Il punto vero è che store fisici ed online non devono mai entrare in concorrenza (dunque occorre evitare di replicare semplicemente il negozio online ma creare un canale di info-teinment) e si devono creare sinergie che portino ad una vero evoluzione del servizio al cliente, per cui sia bit che metri quadri divengano leve di gestione del contatto con il cliente e della relazione che serve a costruire informazione, fiducia e gioco inteso quale positività ma anche gaming e concorsi. Le persone vogliono star bene quando scelgono cosa comprare; basti pensare che in Asia il trend del momento (che fa vendere) è il live streaming, fatto anche di vere e proprie serie “simil-televisive” con star e beniamini per attrarre e fidelizzare la community intorno al brand.

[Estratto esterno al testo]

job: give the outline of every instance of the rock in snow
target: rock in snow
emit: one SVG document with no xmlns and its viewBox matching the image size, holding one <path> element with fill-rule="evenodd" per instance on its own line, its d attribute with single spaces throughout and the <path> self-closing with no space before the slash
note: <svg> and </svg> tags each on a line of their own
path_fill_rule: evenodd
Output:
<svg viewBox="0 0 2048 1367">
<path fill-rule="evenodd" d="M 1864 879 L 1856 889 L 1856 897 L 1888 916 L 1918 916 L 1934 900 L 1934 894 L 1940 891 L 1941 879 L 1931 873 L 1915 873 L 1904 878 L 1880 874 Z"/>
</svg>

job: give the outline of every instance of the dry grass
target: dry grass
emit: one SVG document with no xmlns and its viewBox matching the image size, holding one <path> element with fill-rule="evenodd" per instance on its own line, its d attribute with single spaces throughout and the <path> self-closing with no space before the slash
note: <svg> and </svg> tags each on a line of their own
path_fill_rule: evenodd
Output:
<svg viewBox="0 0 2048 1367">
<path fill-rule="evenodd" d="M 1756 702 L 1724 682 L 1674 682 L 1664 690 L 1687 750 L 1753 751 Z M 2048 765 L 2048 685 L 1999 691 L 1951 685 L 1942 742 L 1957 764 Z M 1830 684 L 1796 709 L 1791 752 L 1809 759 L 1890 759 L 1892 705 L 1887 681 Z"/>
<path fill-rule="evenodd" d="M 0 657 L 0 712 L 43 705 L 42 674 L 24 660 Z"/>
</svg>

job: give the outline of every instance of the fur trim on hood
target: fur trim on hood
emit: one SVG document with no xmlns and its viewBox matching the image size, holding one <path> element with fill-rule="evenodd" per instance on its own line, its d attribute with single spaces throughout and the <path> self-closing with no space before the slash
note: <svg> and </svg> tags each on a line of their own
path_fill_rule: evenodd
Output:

Ci sono poi casi di estensione della funzione dell’e.tailer, quali l’apertura di punti vendita fisici per completare l’offerta distributiva; tra questi, Tmall ha aperto Home Times, negozio fisico dedicato alla casa, completando l’offerta in termini omnichannel.

Il mancato controllo su prezzi e posizionamento

Dunque, il panorama della distribuzione online potenzia e permette di differenziare la distribuzione tradizionale, ed offre piattaforme operative per nuovi mercati; dall’altro lato, però, in diversi casi non consente una chiara differenziazione dell’offerta e prevede regole che non premiano il posizionamento del brand anche in termini di prezzi.

Le aziende produttrici e le insegne che già hanno in essere una catena caratterizzata da innovazione ed elementi distintivi lamentano una difficoltà nel mantenere intatta l’immagine legata ai prodotti ed alla politica dei prezzi; in alcuni comparti, ad esempio nel fashion, abbiamo assistito alla scelta dei brand di concentrarsi unicamente sul proprio ecommerce, così come dobbiamo riconoscere che sono in corso azioni congiunte tra brand e marketplace per contrastare le contraffazioni.

La realtà è che ogni azienda deve valutare quali equilibri desidera porre in essere nei diversi mercati-obiettivo: se è vero che il ventaglio dei canali online è diversificato e non sempre focalizzato per i propri obiettivi, di fatto è la replica delle caratteristiche di altri canali multimarca sebbene l’online presenti maggiori evidenze in rapida evoluzione. Occorre partire dalla strategia: definire obiettivi nei diversi Paesi o macro-aree, individuare i target e valutare come raggiungerli alla luce dei canali esistenti e delle opzioni strategiche per costruire canali dedicati quale può essere una rete monomarca e/o un ecommerce dedicato al brand, naturalmente con gli investimenti del caso. E’ altresì sempre possibile definire un mix distributivo adeguato e monitorare e cambiare i canali nel tempo.

Va anche detto che vi sono inserzionisti e produttori/grossisti che stanno cercando di negoziare alcune regole con marketplace ed e.tailer, e nonostante le regole generali siano abbastanza rigide a fronte di determinati impegni e/o previsioni di volumi appare possibile negoziare in parte alcuni dettagli che possono favorire la presenza del brand e la fidelizzazione dello stesso da parte dell’e.tailer. Del resto, le piattaforme sono eco-sistemi di business e a loro volta debbono perseguire equilibri di lungo periodo e possono farlo solo con i propri clienti.